With health insurance premiums continuing to rise, many individuals and families are choosing an insurance plan with a high deductible to curb their current medical insurance premium costs. High deductible plans, formally High Deductible Health Plans (HDHP), provide an added benefit: the ability to contribute to a health savings account (HSA) to help pay for current or future health care expenses.
An HSA is a savings account that enables someone with an HDHP to set aside tax-free funds to pay for a doctor visit or other out-of-pocket qualified medical expenses. The tax savings and ability to build a sizable balance may help those with HSAs lower their overall health care costs both short-term and in some situations in retirement.

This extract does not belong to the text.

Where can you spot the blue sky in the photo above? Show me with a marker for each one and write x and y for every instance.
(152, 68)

People can only set aside funds in an HSA if they have an “HSA-eligible” HDHP medical plan in the year of their contribution. “High deductible” plans vary from a deductible of at least $1,350 up to $4,800 for an individual, and double that for a family.
Opting for a high deductible plan makes people wary of potential out-of-pocket costs if they have an accident or get sick. However, the premium difference and tax savings between the HDHP and a low deductible plan often covers the ordinary out-of-pocket healthcare related costs. Additionally, after a few years of saving up in an HSA, enough funds should be set aside to cover the maximum out of pocket expense for any given plan year.
For 2018, someone with an individual policy can contribute up to $3,450 in an HSA and up to $6,900 for family HDHP coverage. Those age 55 and older in the calendar year can contribute an additional $1,000.
Unlike a flexible spending account (FSA), there is no “use it or lose it” rule. Funds remaining in an HSA can be carried over year after year and grow tax-free to cover future health care expenses if not needed. In other words, an HSA is like a health care IRA, except withdrawals can be made whenever needed for health care expenses without incurring a penalty.
For example, an individual contributing the $3,450 maximum in 2018, who then uses $1,000 in doctor visits and prescriptions, would have $2,450 remaining at year-end to which an additional $3,450 (or amount set annually by the IRS) can be added in 2019.
HSA’s also offer a triple federal tax benefit. Funds put into an HSA are tax-deductible. Provided the money is used for qualified health care expenses, withdrawals are tax-free. Lastly, any interest, dividends, or capital gains the HSA accumulates are not taxed. Most states give HSAs the same tax treatment, adding to the savings.
Funding Retirement Health Care Costs
When HSA balances are large enough, a brokerage account can be opened which allows funds to be invested tax-free. If an individual is lucky enough not to incur medical expenses or chooses to fund these expenses out of pocket instead of tapping into HSA funds, there may be a better alternative:
HSA funds can be saved for long-term needs. J.P. Morgan illustrates below that by contributing for 30 years today’s maximum allowed with a 6 percent rate of growth amounts to $370,000 in tax-free dollars to be used for health care expenses in retirement. With total contributions amounting to only $145,574, nearly $225,000 in potential tax-free earnings are generated.
Health care costs are high and rising annually. Besides the inflationary increases, people typically incur more health care expenses as they age. A couple currently age 65 can expect to spend an average of $275,000 during their retirement on health care expenses, even with Medicare.
Having an HSA and HDHP can save you money on health care costs now and help pay for future expenses. Their tax and retirement-saving advantages are enticing, making their flexibility to be used when needed now or in retirement a useful feature. If you’d like more information on HDHP’s and/or HSA’s, we recommend you reach out to your HR group or an insurance professional.